Bay Soobin beni öptü.
Henüz birkaç gündür tanıdığı oğlanı öpecek kadar ileri gitti. Beni Beomgyu'yu öperken gördü diye, bir erkeği öperken gördü diye benimle alay etti. Beni öpmesi bu yüzdendi. Bu bir sır değildi. Sır olamayacak kadar sahteydi. Yapmacık ve kurnazca. Benden aldığını bana geri veriyordu. Bilerek yapmıştı. Başka bir sır verebilecekken, benim sırrımın önemsiz ve sır bile olmadığını düşündürmek için beni öpmüştü.
Beni bırakıp da gitmesi hoşuma gitmedi. Sinirlerimi bozdu. Bana çocuk muamelesi yaptığı için damarıma bastı. Ondan zaten haz etmezken bu olay her şeyi iyice körükledi. Onun öpücüğünü istemiyordum.
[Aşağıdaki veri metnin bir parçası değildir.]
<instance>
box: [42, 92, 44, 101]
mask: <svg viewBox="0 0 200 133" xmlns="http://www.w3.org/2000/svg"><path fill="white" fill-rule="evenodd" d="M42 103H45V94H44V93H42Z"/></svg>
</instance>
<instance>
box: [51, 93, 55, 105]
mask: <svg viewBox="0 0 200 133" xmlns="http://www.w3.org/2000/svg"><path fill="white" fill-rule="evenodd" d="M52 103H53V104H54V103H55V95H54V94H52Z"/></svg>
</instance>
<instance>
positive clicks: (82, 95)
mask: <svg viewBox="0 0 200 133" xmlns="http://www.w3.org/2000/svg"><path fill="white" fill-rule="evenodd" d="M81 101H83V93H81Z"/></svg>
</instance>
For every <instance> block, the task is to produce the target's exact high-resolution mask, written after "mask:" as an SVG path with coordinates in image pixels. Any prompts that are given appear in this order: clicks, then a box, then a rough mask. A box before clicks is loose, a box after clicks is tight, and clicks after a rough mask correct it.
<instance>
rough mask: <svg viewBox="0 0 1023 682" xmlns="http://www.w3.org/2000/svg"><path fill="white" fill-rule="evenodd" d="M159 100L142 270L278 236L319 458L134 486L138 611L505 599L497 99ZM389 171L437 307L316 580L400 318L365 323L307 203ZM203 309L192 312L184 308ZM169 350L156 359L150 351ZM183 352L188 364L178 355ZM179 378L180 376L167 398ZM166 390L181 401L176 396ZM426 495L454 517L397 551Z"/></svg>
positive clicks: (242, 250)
Oyunlarını kendine saklamalıydı. Benimle oynayamazdı. Büyüklüğünü benim üzerimde gösteremezdi. Elimin tersiyle dudaklarımı sildim. Birkaç kere yaptım. Kuru elim dudakalarımı acıtsa bile silmeye devam ettim. Yetmeyecekti. Yetmedi de. Kötü hissettiren hiçbir şeyi istemiyordum. Taşlı yolların üzerine ilk defa tükürdüm. Nefret edercesine, iğrenircesine tükürdüm. Tekrar baktığımda onu göremedim. Gitmişti. Ben de onun aksine ters yönde yürüdüm. Lizbon'a doğru.
"Geç kaldın." İçeriye girişimle Beomgyu'nun ayaklanıp yanıma gelmesi bir oldu. Adımlarımı hızlandırıp ona doğru gittim ve benim için açtığı kollarına sıkıca sarıldım. Bütün gün ona ihanet ediyormuşum gibi hissetmiştim. Suçlu hissediyordum. Belki de öyleydim. Bay Soobin beni istemediğim hâlde öptüğü için bile suçluydum.
Yüzümü boynuna gizledim. "Biliyorum." dedim canım sıkkın bir şekilde. Gözlerimi kapatıp kendimi onun kollarına bırakmaya hazırlanıyordum ki, Beomgyu geriye çekilip yüzümü ellerinin arasına aldı. Gözlerini kapatıp dudaklarımı öpmeye başladı.
Bu sefer beni öpmesini istemiyordum. Benimle ilgilenmesini, bana sevgi göstermesini istiyordum. Fakat o hiç beklemeden beni yine öpüyordu.Elleri belimden sıkı sıkı tuttu. Dudaklarımı dudakları arasında ezerken tek kelime edip de itiraz etmedim. Kabul ettim. Öpüşünü, bana böyle ilgi gösterdiğini düşünerek kabul ettim. Dudaklarımı Beomgyu ıslattı. O öptü beni istediği gibi. Bir tek de o öpebilirdi zaten.
Ama dudaklarında ona ait olmayan bir koku vardı. Sevmediği. Dilinde, dudaklarında, onun ıslaklığındaydı. "Karpuzlu sakız mı?" Kaşlarımı çatarak geri çekildim. Kalbim hızlandı. "Sen karpuzlu sakız sevmezsin ki Beomgyu."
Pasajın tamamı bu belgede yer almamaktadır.